The Monetary Authority of Singapore (MAS) Updates Its E-payments Guidelines Based on Customer Feedback
Customers of financial institution can continue setting a threshold of e-payment notifications even when the guidelines take effect end of June 2019. Customers of financial institutions and banks are advised to receive an alert whenever the customer makes an electronic payment or e-payment for all transactions. This is to track e-payment spending as well as kept posted of authorised sales.
Too Many Notifications
Whenever a customer of a bank or financial institution makes a transaction digitally, it is considered an e-payment. It is imperative for each e-payment transaction to have a notification sent to the customer to ensure that the customer knows about the transaction. E-payments and transaction notifications can become too many for some when even trivial e-payments receive notifications. Too many notifications may add up to the clutter or also go unnoticed.
Setting a Threshold
Such a matter has raised concerns among e-payment users that they receive too many notifications. The e-payments user protection guidelines state that financial institutions must provide notification on all e-payments to their customers. The guidelines, however, did not indicate any threshold notifications that customers can set with their respective banks. Based on customer feedbacks, MAS has recently updated the directive to include a clause that customers can continue to set a threshold for the number of e-payment notification received.
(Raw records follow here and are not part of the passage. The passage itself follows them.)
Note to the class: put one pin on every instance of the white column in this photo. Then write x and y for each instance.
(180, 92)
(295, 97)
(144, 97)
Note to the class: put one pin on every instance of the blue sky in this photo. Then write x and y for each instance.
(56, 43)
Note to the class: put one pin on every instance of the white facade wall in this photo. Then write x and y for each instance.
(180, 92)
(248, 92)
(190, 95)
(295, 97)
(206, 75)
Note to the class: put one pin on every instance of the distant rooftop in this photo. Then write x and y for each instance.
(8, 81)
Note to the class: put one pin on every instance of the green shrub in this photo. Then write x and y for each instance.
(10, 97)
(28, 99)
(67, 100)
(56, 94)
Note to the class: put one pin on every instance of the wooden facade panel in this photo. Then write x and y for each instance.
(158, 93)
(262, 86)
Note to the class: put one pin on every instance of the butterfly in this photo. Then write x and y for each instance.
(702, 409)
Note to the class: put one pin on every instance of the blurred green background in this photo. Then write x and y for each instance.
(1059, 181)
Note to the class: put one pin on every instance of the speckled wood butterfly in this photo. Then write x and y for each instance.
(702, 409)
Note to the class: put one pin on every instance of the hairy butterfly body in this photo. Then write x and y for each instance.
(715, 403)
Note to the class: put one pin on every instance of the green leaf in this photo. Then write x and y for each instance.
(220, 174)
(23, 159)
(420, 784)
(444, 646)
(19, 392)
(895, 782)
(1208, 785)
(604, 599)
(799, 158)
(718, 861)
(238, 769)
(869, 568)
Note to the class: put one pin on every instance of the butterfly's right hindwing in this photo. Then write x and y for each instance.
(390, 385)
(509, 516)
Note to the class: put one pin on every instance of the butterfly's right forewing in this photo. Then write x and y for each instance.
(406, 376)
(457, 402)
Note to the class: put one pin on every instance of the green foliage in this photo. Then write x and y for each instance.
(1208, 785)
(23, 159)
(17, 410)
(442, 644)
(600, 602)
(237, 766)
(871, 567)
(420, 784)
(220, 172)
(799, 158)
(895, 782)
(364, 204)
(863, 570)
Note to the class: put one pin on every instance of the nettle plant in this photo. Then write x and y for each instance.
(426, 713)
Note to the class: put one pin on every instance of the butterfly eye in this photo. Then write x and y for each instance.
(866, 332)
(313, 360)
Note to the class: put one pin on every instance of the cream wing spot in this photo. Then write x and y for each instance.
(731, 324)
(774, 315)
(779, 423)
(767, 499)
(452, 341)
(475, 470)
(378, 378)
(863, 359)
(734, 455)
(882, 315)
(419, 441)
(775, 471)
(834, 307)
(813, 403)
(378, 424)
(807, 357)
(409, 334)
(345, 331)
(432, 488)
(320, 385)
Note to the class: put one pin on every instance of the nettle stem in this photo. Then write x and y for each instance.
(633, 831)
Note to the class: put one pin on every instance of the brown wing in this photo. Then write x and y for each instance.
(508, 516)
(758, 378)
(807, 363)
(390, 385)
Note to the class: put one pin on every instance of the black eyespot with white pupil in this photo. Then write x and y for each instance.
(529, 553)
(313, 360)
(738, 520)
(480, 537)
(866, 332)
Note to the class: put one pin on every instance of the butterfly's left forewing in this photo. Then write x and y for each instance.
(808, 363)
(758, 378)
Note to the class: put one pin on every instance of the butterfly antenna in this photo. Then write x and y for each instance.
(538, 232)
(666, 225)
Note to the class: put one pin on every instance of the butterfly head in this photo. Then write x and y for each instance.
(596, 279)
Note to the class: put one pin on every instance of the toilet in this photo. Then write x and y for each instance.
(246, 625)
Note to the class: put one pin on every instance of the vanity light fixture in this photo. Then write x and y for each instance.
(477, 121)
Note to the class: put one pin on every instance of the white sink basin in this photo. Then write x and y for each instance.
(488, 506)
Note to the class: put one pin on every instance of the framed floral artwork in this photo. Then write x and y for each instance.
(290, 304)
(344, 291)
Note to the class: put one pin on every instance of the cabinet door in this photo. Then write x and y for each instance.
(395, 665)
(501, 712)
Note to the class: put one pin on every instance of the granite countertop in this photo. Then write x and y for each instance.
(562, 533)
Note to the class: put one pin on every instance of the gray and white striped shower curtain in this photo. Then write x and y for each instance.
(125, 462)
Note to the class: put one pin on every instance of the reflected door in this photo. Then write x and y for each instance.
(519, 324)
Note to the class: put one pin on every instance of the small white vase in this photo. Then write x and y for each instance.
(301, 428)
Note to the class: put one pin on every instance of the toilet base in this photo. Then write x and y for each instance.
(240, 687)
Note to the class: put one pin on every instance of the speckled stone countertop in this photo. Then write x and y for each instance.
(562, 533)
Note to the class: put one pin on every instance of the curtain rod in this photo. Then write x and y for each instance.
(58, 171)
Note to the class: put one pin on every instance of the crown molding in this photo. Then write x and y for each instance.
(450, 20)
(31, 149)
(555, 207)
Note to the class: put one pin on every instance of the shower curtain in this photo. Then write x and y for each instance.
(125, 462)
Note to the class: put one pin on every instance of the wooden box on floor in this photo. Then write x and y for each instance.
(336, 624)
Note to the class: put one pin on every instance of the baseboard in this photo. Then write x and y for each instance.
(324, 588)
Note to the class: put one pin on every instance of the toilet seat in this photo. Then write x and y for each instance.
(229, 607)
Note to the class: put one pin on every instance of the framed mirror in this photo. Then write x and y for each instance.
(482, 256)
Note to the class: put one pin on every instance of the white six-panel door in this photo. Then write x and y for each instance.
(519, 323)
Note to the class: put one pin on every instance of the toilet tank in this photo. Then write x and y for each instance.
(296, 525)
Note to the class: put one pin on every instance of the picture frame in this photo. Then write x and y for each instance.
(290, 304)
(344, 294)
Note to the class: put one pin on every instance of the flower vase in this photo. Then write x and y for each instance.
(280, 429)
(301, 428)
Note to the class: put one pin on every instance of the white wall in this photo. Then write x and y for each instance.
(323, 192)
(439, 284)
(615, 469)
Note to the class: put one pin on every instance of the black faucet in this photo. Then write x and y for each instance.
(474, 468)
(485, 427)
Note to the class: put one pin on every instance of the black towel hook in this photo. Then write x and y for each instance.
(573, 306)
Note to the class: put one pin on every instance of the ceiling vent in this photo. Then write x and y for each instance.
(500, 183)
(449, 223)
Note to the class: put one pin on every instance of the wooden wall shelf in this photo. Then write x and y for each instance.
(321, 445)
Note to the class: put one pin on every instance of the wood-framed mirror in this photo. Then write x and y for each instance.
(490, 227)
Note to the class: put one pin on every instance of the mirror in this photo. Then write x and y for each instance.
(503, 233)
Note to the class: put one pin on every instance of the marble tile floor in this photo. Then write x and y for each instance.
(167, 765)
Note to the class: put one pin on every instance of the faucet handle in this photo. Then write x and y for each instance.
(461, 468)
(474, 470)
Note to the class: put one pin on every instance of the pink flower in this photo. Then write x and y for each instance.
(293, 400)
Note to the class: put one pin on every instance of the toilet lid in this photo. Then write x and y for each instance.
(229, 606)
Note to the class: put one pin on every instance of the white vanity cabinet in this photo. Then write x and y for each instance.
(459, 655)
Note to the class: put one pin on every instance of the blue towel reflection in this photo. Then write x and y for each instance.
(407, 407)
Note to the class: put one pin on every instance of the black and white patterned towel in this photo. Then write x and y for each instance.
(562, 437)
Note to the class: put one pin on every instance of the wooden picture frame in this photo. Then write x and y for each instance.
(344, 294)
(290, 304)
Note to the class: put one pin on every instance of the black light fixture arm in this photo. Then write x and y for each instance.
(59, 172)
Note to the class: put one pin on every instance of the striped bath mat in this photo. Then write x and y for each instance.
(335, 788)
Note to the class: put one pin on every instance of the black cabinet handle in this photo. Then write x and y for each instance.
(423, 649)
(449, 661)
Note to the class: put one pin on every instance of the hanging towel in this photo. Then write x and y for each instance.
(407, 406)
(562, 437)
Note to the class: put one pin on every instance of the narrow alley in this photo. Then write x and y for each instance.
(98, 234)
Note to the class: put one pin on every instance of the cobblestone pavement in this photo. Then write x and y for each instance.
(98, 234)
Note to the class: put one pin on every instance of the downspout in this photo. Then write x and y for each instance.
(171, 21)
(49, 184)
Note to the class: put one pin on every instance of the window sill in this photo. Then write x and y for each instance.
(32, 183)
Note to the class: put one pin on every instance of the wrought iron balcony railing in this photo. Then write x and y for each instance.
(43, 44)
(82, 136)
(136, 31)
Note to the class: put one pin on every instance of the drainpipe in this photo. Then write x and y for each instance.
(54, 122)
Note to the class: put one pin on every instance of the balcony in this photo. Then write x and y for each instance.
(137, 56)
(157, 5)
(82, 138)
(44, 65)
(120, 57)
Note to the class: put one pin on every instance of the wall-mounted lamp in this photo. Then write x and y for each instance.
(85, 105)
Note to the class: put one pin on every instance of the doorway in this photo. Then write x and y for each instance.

As customers can choose to receive fewer notifications, customers can be subjected to an unauthorised transaction to go unnoticed and their accountability for every e-payment. Should an unauthorised transaction goes through, and the customer does not receive any notification by the financial institution, the customer may be too late in reporting such matter to the financial institution to investigate the transaction. Implications such as this could happen if customers choose to receive e-payments notifications set at a certain amount. The guidelines expect banks to inform every customer of the consequences if the customer prefers to set a threshold for e-payments notifications.
For the Better
As globalisation and digitalisation intertwine with our daily lives, it is crucial for every monetary transaction to be monitored to avoid unnecessary disputes. Customers of a financial institution may complain about receiving a lot of e-payment notification, yet it is for their good and at least have a peace of mind to know that every e-payment is accountable even if it is just a minor transaction. An unauthorised transaction can happen anytime even to the most careful digital payment user; hence, when a notification is received, the customer can act promptly by reporting the matter to the financial institution for further action. It is a case of balancing between enhanced customer security and customer-oriented needs. When money is concerned, the former is much more preferred by many quarters.